A neuromuscular disease forced Snider into early retirement more than 10 years ago, and the cause of the illness remains a mystery. Snider originally was diagnosed with spinal muscular atrophy, a genetic condition that progressively inhibits muscle movement, but doctors recently told him his ailment could be Lou Gehrig’s disease or genetically unique.
In an effort to help pay for the expensive blood tests needed to properly diagnose Snider’s disease, former and current firefighters raised more than $10,000 at a golf tournament and restaurant fundraiser at Bear’s Best Las Vegas golf course and Rhythm Kitchen.

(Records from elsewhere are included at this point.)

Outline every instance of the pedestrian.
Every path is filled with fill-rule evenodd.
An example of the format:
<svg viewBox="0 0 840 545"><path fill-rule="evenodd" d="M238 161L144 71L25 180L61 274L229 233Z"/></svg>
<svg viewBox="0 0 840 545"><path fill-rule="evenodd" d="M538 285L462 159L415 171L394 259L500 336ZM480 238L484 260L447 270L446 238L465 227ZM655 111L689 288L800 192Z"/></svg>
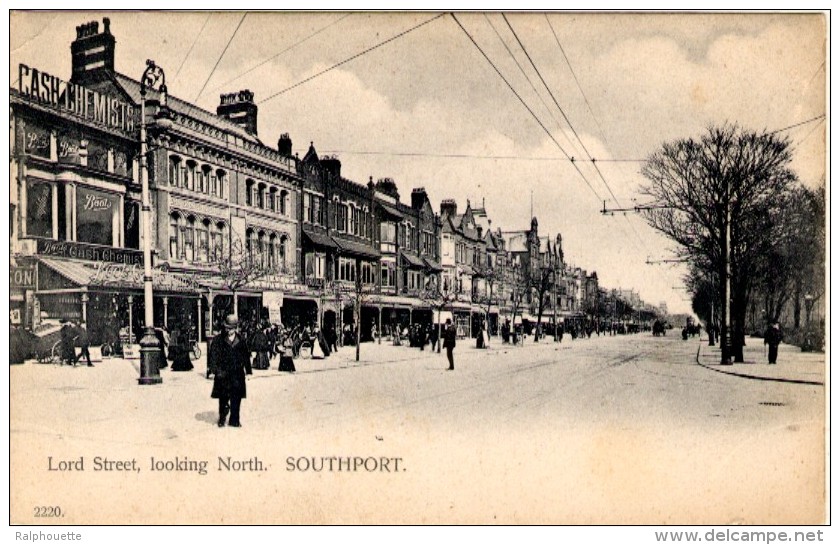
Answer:
<svg viewBox="0 0 840 545"><path fill-rule="evenodd" d="M446 359L449 360L449 369L447 369L448 371L455 370L455 357L452 354L452 351L455 350L455 337L455 326L452 325L452 320L447 318L446 329L444 329L443 331L443 347L446 348Z"/></svg>
<svg viewBox="0 0 840 545"><path fill-rule="evenodd" d="M780 342L782 342L782 331L779 329L779 322L773 321L764 332L764 344L769 346L767 361L770 365L776 365Z"/></svg>
<svg viewBox="0 0 840 545"><path fill-rule="evenodd" d="M74 346L76 333L73 324L62 323L64 325L61 326L61 363L76 365L76 347Z"/></svg>
<svg viewBox="0 0 840 545"><path fill-rule="evenodd" d="M268 361L268 335L260 329L254 330L254 333L248 338L249 349L256 353L254 358L254 369L268 369L271 365Z"/></svg>
<svg viewBox="0 0 840 545"><path fill-rule="evenodd" d="M245 375L251 372L251 353L239 335L239 320L233 314L225 318L224 334L217 335L210 344L207 356L208 374L213 374L213 391L210 397L219 400L219 427L228 424L240 427L239 408L245 399Z"/></svg>
<svg viewBox="0 0 840 545"><path fill-rule="evenodd" d="M328 326L324 331L324 339L327 341L327 348L330 352L338 352L338 333L336 333L334 325Z"/></svg>
<svg viewBox="0 0 840 545"><path fill-rule="evenodd" d="M166 329L163 330L166 332ZM192 371L193 364L190 361L190 347L187 335L181 331L179 326L172 328L172 335L168 337L169 355L172 358L173 371Z"/></svg>
<svg viewBox="0 0 840 545"><path fill-rule="evenodd" d="M87 366L93 367L93 364L90 362L90 338L88 337L87 328L85 324L76 322L76 344L81 347L81 351L76 355L76 359L73 360L73 365L79 363L79 359L82 356L87 359Z"/></svg>

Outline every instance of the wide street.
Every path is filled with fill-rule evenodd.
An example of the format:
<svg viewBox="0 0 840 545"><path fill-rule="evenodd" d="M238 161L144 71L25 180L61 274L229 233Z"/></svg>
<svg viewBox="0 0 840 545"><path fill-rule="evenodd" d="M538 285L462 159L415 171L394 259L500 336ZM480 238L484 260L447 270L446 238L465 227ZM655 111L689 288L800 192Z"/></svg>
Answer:
<svg viewBox="0 0 840 545"><path fill-rule="evenodd" d="M821 522L824 356L783 346L770 368L749 339L723 371L752 378L733 376L676 333L461 342L454 372L428 350L363 344L356 363L346 347L254 371L240 429L216 426L203 358L155 386L136 361L12 366L12 521ZM33 518L44 505L63 516Z"/></svg>

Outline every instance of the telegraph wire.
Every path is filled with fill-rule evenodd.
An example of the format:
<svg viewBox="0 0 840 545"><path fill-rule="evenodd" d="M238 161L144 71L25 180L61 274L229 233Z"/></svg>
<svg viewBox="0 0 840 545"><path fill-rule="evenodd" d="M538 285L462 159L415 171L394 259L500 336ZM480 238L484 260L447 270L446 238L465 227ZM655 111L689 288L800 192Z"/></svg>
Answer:
<svg viewBox="0 0 840 545"><path fill-rule="evenodd" d="M580 91L581 96L583 97L583 101L586 103L586 107L589 109L589 113L592 115L592 119L595 120L595 125L598 126L598 130L601 131L601 138L604 139L604 142L607 141L607 136L604 133L603 127L601 127L601 123L598 121L598 118L595 116L595 112L592 110L592 105L589 104L589 99L586 98L586 93L583 92L583 87L580 85L580 81L578 80L577 74L575 70L572 68L572 63L569 61L568 55L566 55L566 50L563 49L563 46L560 44L560 38L557 36L557 33L554 31L554 27L551 25L551 20L548 18L548 14L544 13L545 21L548 23L548 28L551 29L551 33L554 35L554 40L557 42L557 47L560 48L560 53L563 54L563 58L566 60L566 66L569 67L569 72L572 73L572 77L575 80L575 84L577 85L578 91Z"/></svg>
<svg viewBox="0 0 840 545"><path fill-rule="evenodd" d="M213 74L216 72L216 68L218 68L219 63L222 62L222 58L225 56L225 53L227 53L228 47L230 47L231 42L233 42L233 39L236 37L236 33L239 32L239 27L242 26L242 22L245 20L245 17L247 15L248 15L247 11L242 14L242 18L239 19L239 24L236 25L236 29L234 29L233 34L230 35L230 39L228 40L227 45L225 45L225 49L222 51L222 54L219 55L219 58L216 60L216 64L213 66L213 69L210 71L210 75L207 76L207 80L204 82L204 85L201 86L201 91L199 91L198 94L195 95L195 99L193 100L193 102L198 102L198 97L201 96L201 93L204 92L204 88L207 87L208 83L210 83L210 78L213 77Z"/></svg>
<svg viewBox="0 0 840 545"><path fill-rule="evenodd" d="M556 139L556 138L554 138L554 135L553 135L553 134L551 134L551 131L549 131L549 130L546 128L546 126L543 124L543 122L542 122L542 121L540 121L540 118L539 118L539 117L537 117L537 114L535 114L535 113L534 113L534 110L532 110L532 109L531 109L531 107L530 107L530 106L528 106L528 104L527 104L527 103L526 103L526 102L522 99L522 97L519 95L519 93L517 93L517 92L516 92L516 89L514 89L514 88L513 88L513 86L510 84L510 82L507 80L507 78L505 78L505 76L504 76L504 75L503 75L503 74L499 71L499 69L496 67L496 65L493 63L493 61L492 61L492 60L490 60L490 57L488 57L488 56L487 56L487 53L485 53L485 52L484 52L484 50L483 50L483 49L481 49L481 46L480 46L480 45L478 45L478 43L475 41L475 39L472 37L472 35L470 35L470 33L469 33L469 32L467 32L467 29L466 29L466 28L464 28L464 26L461 24L461 21L459 21L459 20L458 20L458 18L455 16L455 14L454 14L454 13L450 13L449 15L451 15L451 16L452 16L452 18L455 20L455 23L457 23L457 25L461 28L461 30L464 32L464 34L466 34L466 35L467 35L467 38L469 38L470 42L472 42L472 44L475 46L475 48L476 48L476 49L478 49L479 53L481 53L481 55L484 57L484 59L485 59L488 63L490 63L490 66L492 66L492 67L493 67L493 70L495 70L495 71L496 71L496 74L497 74L500 78L502 78L502 81L504 81L504 82L505 82L505 85L507 85L507 86L508 86L508 89L510 89L510 90L511 90L511 92L512 92L514 95L516 95L516 98L518 98L518 99L519 99L519 102L521 102L521 103L522 103L522 105L523 105L523 106L525 106L525 109L526 109L526 110L528 110L528 113L530 113L530 114L531 114L531 116L532 116L532 117L534 118L534 120L535 120L535 121L539 124L539 126L542 128L542 130L543 130L543 131L545 131L545 133L548 135L548 137L551 139L551 141L552 141L552 142L554 142L554 144L555 144L558 148L560 148L560 151L561 151L561 152L563 152L563 155L565 155L565 156L566 156L566 158L567 158L569 161L571 161L572 166L573 166L573 167L575 167L575 170L577 170L577 171L578 171L578 174L580 174L581 178L583 178L583 181L586 183L587 187L589 187L589 189L592 191L592 193L594 193L594 194L595 194L595 196L596 196L596 197L598 198L598 200L600 201L600 200L601 200L601 196L600 196L600 195L598 195L598 192L597 192L597 191L595 191L595 188L594 188L594 187L592 187L592 184L591 184L591 183L589 183L589 180L587 180L587 179L586 179L586 176L585 176L585 175L583 174L583 172L580 170L580 167L578 167L578 166L577 166L577 163L576 163L576 162L575 162L575 161L574 161L574 160L573 160L573 159L569 156L569 154L568 154L568 153L566 153L566 150L565 150L565 149L563 149L563 146L561 146L561 145L560 145L560 143L557 141L557 139Z"/></svg>
<svg viewBox="0 0 840 545"><path fill-rule="evenodd" d="M305 149L303 151L306 151ZM564 161L573 162L570 157L527 157L524 155L476 155L470 153L423 153L379 150L324 150L323 153L347 155L385 155L392 157L419 157L433 159L494 159L507 161ZM647 159L597 159L599 163L644 163Z"/></svg>
<svg viewBox="0 0 840 545"><path fill-rule="evenodd" d="M305 42L307 42L307 41L311 40L312 38L314 38L314 37L315 37L315 36L317 36L318 34L320 34L320 33L324 32L325 30L327 30L328 28L330 28L331 26L333 26L333 25L337 25L338 23L340 23L340 22L341 22L341 21L343 21L344 19L346 19L346 18L350 17L351 15L353 15L353 13L346 13L344 16L339 17L338 19L336 19L335 21L331 22L330 24L328 24L328 25L326 25L326 26L324 26L324 27L320 28L319 30L317 30L317 31L313 32L312 34L310 34L310 35L309 35L309 36L307 36L306 38L304 38L304 39L302 39L302 40L300 40L300 41L298 41L298 42L295 42L294 44L290 45L289 47L287 47L287 48L286 48L286 49L284 49L283 51L280 51L279 53L277 53L277 54L275 54L275 55L272 55L271 57L269 57L269 58L265 59L264 61L260 62L259 64L256 64L256 65L252 66L251 68L249 68L249 69L245 70L244 72L242 72L242 73L241 73L241 74L239 74L238 76L234 76L234 77L232 77L231 79L227 80L226 82L224 82L224 83L222 83L222 84L220 84L220 85L217 85L217 86L213 87L213 89L218 89L218 88L220 88L220 87L224 87L225 85L228 85L229 83L232 83L232 82L234 82L234 81L238 80L238 79L239 79L239 78L241 78L242 76L245 76L245 75L247 75L247 74L250 74L251 72L253 72L253 71L254 71L254 70L256 70L257 68L260 68L261 66L264 66L264 65L268 64L269 62L273 61L274 59L276 59L276 58L277 58L277 57L279 57L280 55L282 55L282 54L284 54L284 53L287 53L287 52L291 51L292 49L296 48L296 47L297 47L297 46L299 46L299 45L304 44Z"/></svg>
<svg viewBox="0 0 840 545"><path fill-rule="evenodd" d="M807 125L808 123L813 123L818 119L824 119L825 114L818 115L817 117L812 117L811 119L806 119L805 121L800 121L799 123L794 123L793 125L789 125L787 127L782 127L781 129L776 129L775 131L770 131L767 134L776 134L777 132L784 132L789 131L790 129L795 129L796 127L800 127L802 125Z"/></svg>
<svg viewBox="0 0 840 545"><path fill-rule="evenodd" d="M572 125L572 122L569 120L569 116L566 115L566 112L560 106L560 103L557 102L557 98L554 96L554 93L551 91L551 88L548 86L548 83L546 83L545 78L543 78L542 73L540 72L539 68L537 68L537 65L534 64L534 59L531 58L531 55L528 53L528 50L525 48L525 45L522 43L522 40L519 39L519 35L516 34L516 31L513 29L513 26L511 26L510 21L508 21L507 15L502 13L502 18L505 20L505 23L507 23L507 26L510 29L511 33L513 34L513 37L516 38L516 42L519 44L519 47L522 48L522 51L525 53L525 56L528 57L528 61L531 63L531 67L534 69L534 72L537 73L537 76L540 78L540 81L545 86L546 90L548 91L549 96L551 96L551 99L554 101L555 106L557 106L557 109L560 110L560 113L563 115L563 119L566 120L566 123L568 123L569 128L572 129L572 134L574 134L575 138L577 138L578 142L580 142L580 145L583 148L583 151L586 153L587 158L589 158L589 160L591 161L592 156L589 154L589 150L586 149L586 144L584 144L583 140L581 140L580 135L578 135L577 130L575 130L574 125ZM604 175L601 173L601 169L598 168L598 166L595 164L594 161L592 162L592 166L595 167L595 170L598 172L598 175L601 177L601 181L604 182L604 186L606 186L607 191L609 191L610 195L612 195L613 200L616 201L616 203L617 203L618 199L616 199L615 193L613 193L613 190L610 187L610 185L607 183L607 180L604 179Z"/></svg>
<svg viewBox="0 0 840 545"><path fill-rule="evenodd" d="M212 12L210 12L210 13L208 13L208 14L207 14L207 18L206 18L206 19L204 19L204 24L203 24L203 25L201 25L201 30L199 30L199 31L198 31L198 34L196 34L196 35L195 35L195 39L193 40L193 43L192 43L192 45L190 46L190 50L189 50L189 51L187 51L187 54L186 54L186 55L184 55L184 59L181 61L181 66L179 66L179 67L178 67L178 70L175 72L175 77L174 77L174 78L172 78L172 79L178 79L178 74L180 74L180 73L181 73L181 68L183 68L183 67L184 67L184 64L187 62L187 59L190 57L190 53L192 53L192 50L193 50L193 48L195 47L195 44L197 44L197 43L198 43L198 39L199 39L199 38L201 37L201 35L204 33L204 29L207 27L207 23L210 21L210 16L211 16L212 14L213 14Z"/></svg>
<svg viewBox="0 0 840 545"><path fill-rule="evenodd" d="M434 16L434 17L432 17L431 19L427 19L426 21L423 21L422 23L420 23L420 24L418 24L418 25L415 25L415 26L413 26L413 27L409 28L408 30L404 30L404 31L400 32L399 34L397 34L397 35L395 35L395 36L391 36L391 37L390 37L390 38L388 38L387 40L382 41L382 42L379 42L378 44L376 44L376 45L374 45L374 46L371 46L371 47L369 47L369 48L365 49L364 51L361 51L361 52L359 52L359 53L356 53L356 54L355 54L355 55L353 55L352 57L348 57L348 58L344 59L343 61L338 62L338 63L336 63L336 64L334 64L334 65L330 66L329 68L326 68L326 69L324 69L324 70L321 70L321 71L320 71L320 72L318 72L317 74L314 74L314 75L312 75L312 76L309 76L308 78L303 79L303 80L301 80L301 81L299 81L299 82L295 83L294 85L292 85L292 86L290 86L290 87L286 87L285 89L283 89L283 90L281 90L281 91L277 91L277 92L276 92L276 93L274 93L273 95L270 95L270 96L268 96L268 97L264 98L263 100L259 101L259 102L258 102L258 104L263 104L264 102L268 102L269 100L271 100L271 99L273 99L273 98L276 98L276 97L278 97L278 96L282 95L283 93L286 93L286 92L288 92L288 91L291 91L292 89L295 89L296 87L300 87L300 86L301 86L301 85L303 85L304 83L307 83L307 82L309 82L309 81L312 81L313 79L317 78L318 76L322 76L322 75L326 74L327 72L329 72L329 71L331 71L331 70L334 70L334 69L338 68L339 66L342 66L342 65L344 65L344 64L347 64L348 62L350 62L350 61L352 61L352 60L354 60L354 59L357 59L357 58L361 57L362 55L366 55L367 53L370 53L370 52L371 52L371 51L373 51L374 49L378 49L378 48L382 47L383 45L385 45L385 44L387 44L387 43L393 42L393 41L394 41L394 40L396 40L397 38L401 38L401 37L405 36L406 34L408 34L409 32L412 32L412 31L414 31L414 30L417 30L418 28L420 28L420 27L422 27L422 26L424 26L424 25L427 25L427 24L431 23L432 21L434 21L435 19L439 19L440 17L443 17L444 15L446 15L446 13L440 13L440 14L438 14L438 15L435 15L435 16Z"/></svg>
<svg viewBox="0 0 840 545"><path fill-rule="evenodd" d="M583 91L583 87L581 86L580 81L578 80L578 77L577 77L577 74L575 73L574 68L572 68L572 63L569 60L569 56L566 55L566 50L563 49L563 45L560 43L560 38L557 36L557 33L554 31L554 27L551 25L551 20L548 18L548 14L544 13L543 15L545 16L546 23L548 23L548 28L551 29L551 33L554 35L554 40L557 42L557 47L560 48L560 52L563 54L563 58L566 60L566 65L569 67L569 72L572 73L572 77L575 80L575 84L577 85L578 91L580 91L580 94L583 97L583 101L586 103L587 109L589 109L589 114L592 116L592 119L595 121L595 125L598 127L598 130L601 132L601 138L604 139L604 144L606 145L608 143L609 139L607 138L607 135L604 132L604 128L601 126L601 123L598 121L598 117L595 115L595 112L592 110L592 105L589 104L589 99L586 97L586 93ZM581 144L583 144L583 143L581 142ZM587 155L589 155L588 151L587 151ZM604 175L601 173L601 170L598 168L598 165L595 163L595 159L593 159L592 157L590 157L590 159L592 159L592 166L595 167L595 170L598 171L598 175L601 176L601 179L604 181L604 184L607 186L607 189L609 189L609 184L607 184L607 180L604 178ZM613 200L615 200L615 195L613 194L612 190L610 190L610 194L613 196ZM618 201L616 201L616 204L618 204ZM633 225L633 222L631 222L630 218L628 218L626 215L624 217L627 220L627 223L630 225L630 228L633 230L633 234L636 235L636 238L639 239L639 242L642 243L642 246L644 246L645 249L647 249L647 244L642 239L642 237L639 235L639 232L636 230L636 227Z"/></svg>
<svg viewBox="0 0 840 545"><path fill-rule="evenodd" d="M802 140L800 140L799 142L797 142L797 143L796 143L796 145L797 145L797 146L801 146L801 145L802 145L802 143L803 143L803 142L805 142L805 140L808 140L808 137L809 137L809 136L811 136L811 135L814 133L814 131L816 131L816 130L817 130L817 129L818 129L818 128L819 128L819 127L823 124L823 123L825 123L825 119L823 119L822 121L820 121L819 123L817 123L816 125L814 125L813 127L811 127L811 130L810 130L810 131L808 131L808 134L806 134L806 135L805 135L805 137L804 137L804 138L802 138Z"/></svg>
<svg viewBox="0 0 840 545"><path fill-rule="evenodd" d="M516 63L516 67L517 67L517 68L519 68L519 71L522 73L522 75L523 75L523 76L525 76L525 79L528 81L528 84L531 86L531 89L534 91L534 94L535 94L535 95L537 95L537 98L539 98L539 99L540 99L540 102L542 102L542 105L545 107L545 111L546 111L546 112L548 112L548 115L550 115L550 116L551 116L551 118L554 120L554 122L555 122L555 123L557 123L557 126L560 128L560 132L561 132L561 134L562 134L562 135L566 138L566 141L569 143L569 145L570 145L570 146L572 146L572 147L574 148L574 147L575 147L575 144L574 144L574 142L572 142L572 140L571 140L571 139L569 138L569 136L566 134L566 131L564 131L564 130L563 130L563 126L562 126L562 124L560 123L560 120L559 120L559 119L557 119L557 117L554 115L554 112L552 112L552 111L551 111L551 108L549 108L548 103L545 101L545 99L542 97L542 95L539 93L539 91L537 91L537 87L536 87L536 86L534 85L534 83L531 81L531 78L530 78L530 77L528 76L528 74L525 72L525 69L524 69L524 68L522 68L522 65L521 65L521 64L519 63L519 61L516 59L516 55L514 55L514 54L513 54L513 51L511 51L510 47L508 47L507 43L506 43L506 42L505 42L505 40L502 38L502 35L501 35L501 34L499 34L499 31L496 29L496 26L495 26L495 25L493 24L493 22L490 20L490 17L488 17L488 16L487 16L487 14L485 13L485 14L484 14L484 18L487 20L487 24L489 24L489 25L490 25L490 28L492 28L492 29L493 29L493 32L495 32L495 33L496 33L496 36L498 36L498 37L499 37L499 41L500 41L500 42L502 42L502 45L505 47L505 50L508 52L508 55L510 55L510 58L512 58L512 59L513 59L513 62L514 62L514 63Z"/></svg>

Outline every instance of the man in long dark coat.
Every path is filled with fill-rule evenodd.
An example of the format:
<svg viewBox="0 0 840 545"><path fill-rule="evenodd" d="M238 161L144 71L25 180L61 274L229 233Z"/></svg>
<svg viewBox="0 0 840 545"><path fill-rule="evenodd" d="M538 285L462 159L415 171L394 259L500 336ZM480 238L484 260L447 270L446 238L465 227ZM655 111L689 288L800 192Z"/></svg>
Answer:
<svg viewBox="0 0 840 545"><path fill-rule="evenodd" d="M452 320L447 318L446 328L443 330L443 347L446 348L446 359L449 360L448 371L455 370L455 356L452 354L452 351L455 350L456 336L457 331L455 330L455 326L452 324Z"/></svg>
<svg viewBox="0 0 840 545"><path fill-rule="evenodd" d="M782 342L782 331L779 329L779 322L772 322L764 332L764 344L770 348L767 354L767 362L770 365L776 364L776 358L779 356L779 343Z"/></svg>
<svg viewBox="0 0 840 545"><path fill-rule="evenodd" d="M239 320L229 315L225 318L225 332L217 335L210 344L207 356L209 372L213 374L213 392L210 397L219 400L219 427L228 424L234 428L239 422L239 406L245 398L245 375L251 372L251 352L239 336Z"/></svg>

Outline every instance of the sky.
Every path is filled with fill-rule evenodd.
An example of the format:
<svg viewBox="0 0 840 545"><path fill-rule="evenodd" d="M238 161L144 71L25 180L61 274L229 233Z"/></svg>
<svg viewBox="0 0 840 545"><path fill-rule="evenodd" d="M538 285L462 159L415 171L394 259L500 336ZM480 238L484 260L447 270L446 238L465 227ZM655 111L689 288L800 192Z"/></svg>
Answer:
<svg viewBox="0 0 840 545"><path fill-rule="evenodd" d="M139 79L153 59L170 94L210 111L250 89L266 145L289 133L303 156L314 142L346 178L393 178L403 202L425 187L436 209L469 199L494 228L536 216L567 263L671 312L690 311L686 271L647 262L672 244L603 201L646 203L642 161L665 142L826 114L822 14L438 14L13 12L10 84L18 63L69 79L76 25L107 16L119 72ZM819 184L824 118L783 134L802 183Z"/></svg>

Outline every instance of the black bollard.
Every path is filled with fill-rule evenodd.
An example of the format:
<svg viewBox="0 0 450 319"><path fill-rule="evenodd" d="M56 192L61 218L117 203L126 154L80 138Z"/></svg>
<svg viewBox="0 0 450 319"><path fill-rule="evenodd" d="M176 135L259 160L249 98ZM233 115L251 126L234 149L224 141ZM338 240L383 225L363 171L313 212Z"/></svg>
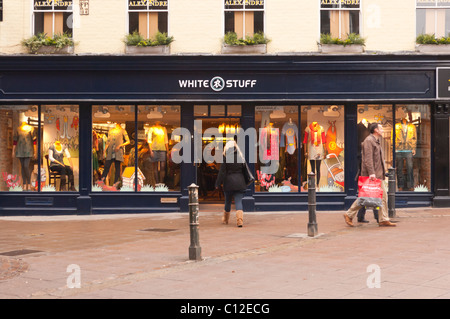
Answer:
<svg viewBox="0 0 450 319"><path fill-rule="evenodd" d="M308 174L308 236L314 237L317 235L316 222L316 174Z"/></svg>
<svg viewBox="0 0 450 319"><path fill-rule="evenodd" d="M388 169L388 213L389 218L395 217L395 168Z"/></svg>
<svg viewBox="0 0 450 319"><path fill-rule="evenodd" d="M189 246L189 259L201 260L202 248L198 234L198 186L192 183L189 190L189 228L191 233L191 245Z"/></svg>

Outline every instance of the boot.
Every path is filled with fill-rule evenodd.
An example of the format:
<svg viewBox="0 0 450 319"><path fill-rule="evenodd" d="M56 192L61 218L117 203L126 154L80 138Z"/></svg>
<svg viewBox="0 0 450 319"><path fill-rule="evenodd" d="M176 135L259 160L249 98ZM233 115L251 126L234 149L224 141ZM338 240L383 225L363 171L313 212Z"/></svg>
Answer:
<svg viewBox="0 0 450 319"><path fill-rule="evenodd" d="M228 225L229 219L230 219L230 212L223 212L222 224Z"/></svg>
<svg viewBox="0 0 450 319"><path fill-rule="evenodd" d="M236 223L237 227L242 227L244 225L244 211L236 211Z"/></svg>

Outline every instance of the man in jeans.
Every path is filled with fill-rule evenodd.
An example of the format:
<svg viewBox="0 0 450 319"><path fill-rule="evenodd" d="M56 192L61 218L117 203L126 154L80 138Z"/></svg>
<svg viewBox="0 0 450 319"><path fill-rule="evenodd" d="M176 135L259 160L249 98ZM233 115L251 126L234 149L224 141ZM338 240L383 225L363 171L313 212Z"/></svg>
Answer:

Snider’s wife of 27 years, Julie, acknowledged that it has been difficult seeing her husband suffer.
“He has a good head on his shoulders; I don’t know how many people would quite be able to go on as long with what he has,” she said.
Snider joined the department in 1981 and was one of the founding members of Nevada Task Force One in 1991.
In 1999 he helped found the county’s Heavy Rescue program, which specializes in rescuing people at high altitudes, underneath collapsed structures and in other high-risk situations.
Deputy Fire Chief John Steinbeck said one of Snider’s most memorable feats was rescuing three window washers who’d become stuck on the side of The Venetian in the late 1990s.
“He saved a lot of lives,” Steinbeck said.
Snider mostly operated out numerous stations in the Southwest region of the valley before starting the later half of his career at Clark County Fire Station 76 in Laughlin in 1996; he commuted from his cabin near Kingman, Arizona, where he and his wife still live. Laughlin is about 100 miles southeast of Las Vegas and about 35 miles west of Kingman.
His father Butch Snider originally joined the fire department in 1958, where he rose to the rank of battalion chief.
He teamed up with fellow fighterfighter Jim Grigsby to form the Muscular Dystrophy Association’s Southern Nevada Fill the Boot campaign in the 1960s — an offshoot of the national campaign formed in 1954 in which firefighters raise money for the organization by collecting money in their boots, according to MDA Nevada Executive Director Anne Brown.
Ironically, Snider and Grigsby were diagnosed with and died from neuromuscular diseases years later.
Dennis Snider also said that his grandmother also suffered from a neuromuscular disease that could be intrinsic to their genetic history.
“It could be something that’s just unique to my family,” Snider said.
By 2014, the disease had forced Snider to use a wheelchair, as he lost motor function in his arms and legs.
“It just gets harder all the time now; it’s getting to where I can’t even brush my teeth anymore,” he said.
Doctors told him he had about 20 years left to live after his first diagnosis. Snider said he has remained active to the best of his ability.
He still travels and goes deer hunting, with the assistance of friends and family members.
Snider hopes that one day there will be a cure for whatever he has.
“I loved being a fireman and saving people, just loved it,” he said of his career. Now, he added, “I’m trying to hang in there.”